Mechanical watch
Do you wear a watch? The answer is probably no, but if you do, you’re probably of an, ahem, more experienced generation, or your watch has the computing power of a 2010-era iPhone. However, I wear a watch, I’m a millennial, and my watch has zero ability to do any sort of computations.
I love my mechanical watch.
Every once in a great while I encounter somebody else with a mechanical watch. For those in the know, it’s possible to immediately identify such watches, so long as they have a second hand. Whereas quartz watches have a second hand that ticks once per second — tick….tick…tick… — mechanical watches beat at least four times per second — ticktickticktickticktick — so the second hand assumes a smooth “sweep” motion from afar. There are exceptions, notably the tuning-fork-driven Accutron, but if you see a real, working Accutron on somebody’s wrist, ask the person about it, because I can guarantee it will make their day.
Mechanical watches are, in every objective sense, terrible timepieces. They stop if you don’t wear them for a few days, they’re nowhere near as accurate as quartz watches even if you do wear them religiously, they require periodic maintenance, and they’ll break if you subject them to even moderate physical insult. So why bother? Because they’re amazing.

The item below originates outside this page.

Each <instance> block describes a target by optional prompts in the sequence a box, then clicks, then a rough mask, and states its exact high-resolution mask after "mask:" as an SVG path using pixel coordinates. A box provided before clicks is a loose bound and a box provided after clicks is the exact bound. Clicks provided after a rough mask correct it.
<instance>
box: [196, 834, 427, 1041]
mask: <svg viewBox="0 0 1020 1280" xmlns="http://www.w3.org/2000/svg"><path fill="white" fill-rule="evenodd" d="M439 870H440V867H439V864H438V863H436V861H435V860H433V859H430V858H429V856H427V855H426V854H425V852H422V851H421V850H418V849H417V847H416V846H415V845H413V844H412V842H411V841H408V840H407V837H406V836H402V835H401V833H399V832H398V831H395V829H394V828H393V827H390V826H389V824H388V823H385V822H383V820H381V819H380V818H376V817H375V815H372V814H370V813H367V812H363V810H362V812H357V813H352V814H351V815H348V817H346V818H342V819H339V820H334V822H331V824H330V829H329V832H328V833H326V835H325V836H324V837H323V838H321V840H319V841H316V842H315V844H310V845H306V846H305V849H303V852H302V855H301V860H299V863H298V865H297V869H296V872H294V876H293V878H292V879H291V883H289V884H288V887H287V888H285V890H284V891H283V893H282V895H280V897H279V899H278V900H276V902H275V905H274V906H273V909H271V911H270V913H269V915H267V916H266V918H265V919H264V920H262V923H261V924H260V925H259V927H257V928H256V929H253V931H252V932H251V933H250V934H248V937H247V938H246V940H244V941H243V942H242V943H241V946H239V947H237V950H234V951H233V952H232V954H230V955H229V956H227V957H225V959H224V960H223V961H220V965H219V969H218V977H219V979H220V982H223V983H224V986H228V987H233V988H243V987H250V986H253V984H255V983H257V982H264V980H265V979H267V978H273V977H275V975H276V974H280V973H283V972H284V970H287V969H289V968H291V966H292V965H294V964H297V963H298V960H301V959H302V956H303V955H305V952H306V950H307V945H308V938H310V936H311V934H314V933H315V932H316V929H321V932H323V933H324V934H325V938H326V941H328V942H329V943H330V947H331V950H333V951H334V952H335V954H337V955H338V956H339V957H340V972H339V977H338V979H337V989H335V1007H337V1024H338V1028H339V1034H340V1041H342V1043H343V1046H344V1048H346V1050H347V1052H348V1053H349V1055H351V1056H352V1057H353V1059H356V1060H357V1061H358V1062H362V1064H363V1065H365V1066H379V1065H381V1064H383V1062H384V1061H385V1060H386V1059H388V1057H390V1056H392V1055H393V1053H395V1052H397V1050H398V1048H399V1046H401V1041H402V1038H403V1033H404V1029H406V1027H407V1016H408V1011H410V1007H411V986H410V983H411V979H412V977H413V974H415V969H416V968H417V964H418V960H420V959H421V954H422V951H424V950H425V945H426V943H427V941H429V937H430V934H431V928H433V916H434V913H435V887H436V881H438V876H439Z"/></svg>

They are purely mechanical systems, reliant only on Newtonian physics, that can do something remarkable: keep time, and (usually) recharge themselves. You can the movement doing its thing through the skeleton back present on many mechanical watches, so there is no mystery to it — except for how the designers came up with the ideas, how the machinists/robots produced such precise parts, and, for automatic watches at least, how the whole thing manages to run solely on the tiny bit of energy harvested from the mundane routine movement of one’s arm. It’s all observable, it’s all knowable, and yet it’s magical.
Many high-end watches are still mechanical. Brands like Rolex, TAG Heuer, Breitling, and others more expensive and obscure feature purely mechanical movements as options if not defaults in their pieces. I, on the other hand, have worn a simple Seiko 5 Sports automatic since 2015. It’s not as fancy as the watch it replaced — the crystal is some sort of glass instead of sapphire, the body is stainless steel instead of titanium, and so on — but unlike that other watch, it’s mechanical! My Seiko has been reliable, but it’s cheap enough that if I were to break it I’d simply get a new one. I’ve seen another person wearing a Seiko 5 Sports only once, at an automobile race track several years ago. We exchanged knowing acknowledgements.
Even today, I’ll sometimes take the watch off my wrist and put it next to my ear, just to listen to the “tickticktick” of the balance wheel at the heart of the movement. I’ll flip it over and watch its rhythmic motion beat away the moments. And then I’ll return it to my arm and employ it in its utilitarian raison d’être, using it as my go-to source of time and date information. Some pull out their phones all the time; I save time by telling it from my mechanical wristwatch.